You can use them as powder, flakes, pods, marinade, chipotle base, or canned chipotles in adobo sauce. They give flavor to many dishes like soups, sauces, stews, marinades, and salsas.
8. California chiles
California chiles are dry and ripen Anaheim peppers.
They are very mild chiles with a heat level between 500-2,500 SHU and a mildly sweet and sharp flavor with an acid hint.
California chiles are used in sauces, stews, soups, and casseroles.
What kind of pepper is guajillo?
Guajillo pepper is dried Mirasol chile and one of the most used chiles in Mexican cuisine. It has a unique sweet, smoky, fruity flavor with hints of tea and berries and mild-medium heat.

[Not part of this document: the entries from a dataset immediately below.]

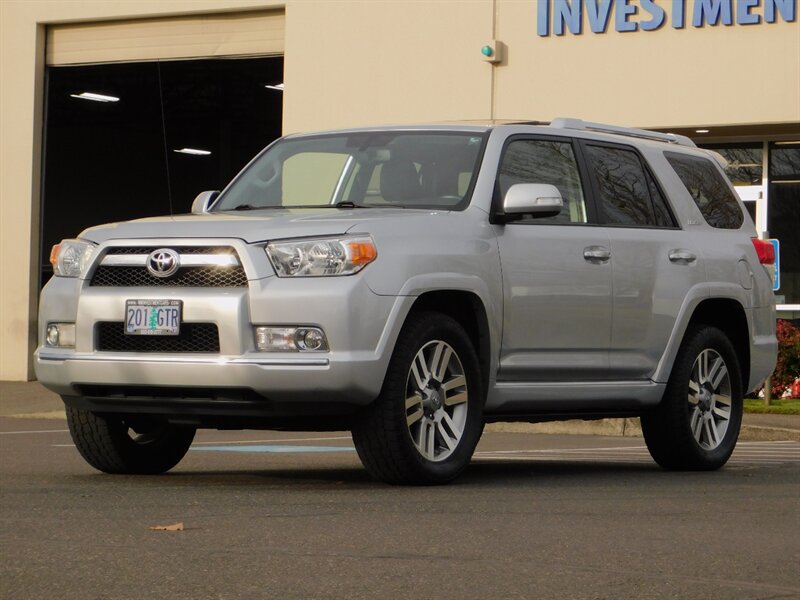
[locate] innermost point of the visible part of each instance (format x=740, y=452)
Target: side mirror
x=203, y=201
x=537, y=199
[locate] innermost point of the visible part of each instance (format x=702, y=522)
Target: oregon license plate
x=153, y=317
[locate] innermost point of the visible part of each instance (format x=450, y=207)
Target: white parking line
x=272, y=441
x=37, y=431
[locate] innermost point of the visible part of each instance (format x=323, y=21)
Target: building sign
x=572, y=16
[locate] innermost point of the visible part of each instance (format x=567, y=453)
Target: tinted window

Is there another name for guajillo chiles?
Guajillo chiles are also known as chileguaco,or in Spanish chile guajillo.
Is guajillo and California chiles the same?
Guajillo and California chiles are not the same. California chiles are dry and ripen anaheim peppers and are less hotter than guajillo chiles, which are dried mirasol chiles.
Can I use California Chile instead of guajillo?
You can use California chile instead of guajillo chile. You will not get the same flavor as with guajillo chiles but you will improve the flavor of your dish and give it some spicy notes.
Guajillo pepper has a unique flavor that is hard to substitute.
Cascabel chilies have similar flavor and heat even if they are more fruity. Puya chiles are hotter than guajillo peppers and have a sharper but similar flavor.
It is best to combine pasilla negro chilies and cascabel chilies to get a smoky and earthy flavor similar to the flavor of the guajillo peppers.
You can also combine ancho chilies and cascabel chilies to get a sweet, smoky, and nutty flavor with hints of raisins and chocolate. This combination can give a pretty good flavor, similar to the flavor of the guajillo peppers.
You can also use some of these chilies mentioned in this article depending on that how hot and what flavor you prefer in your dish.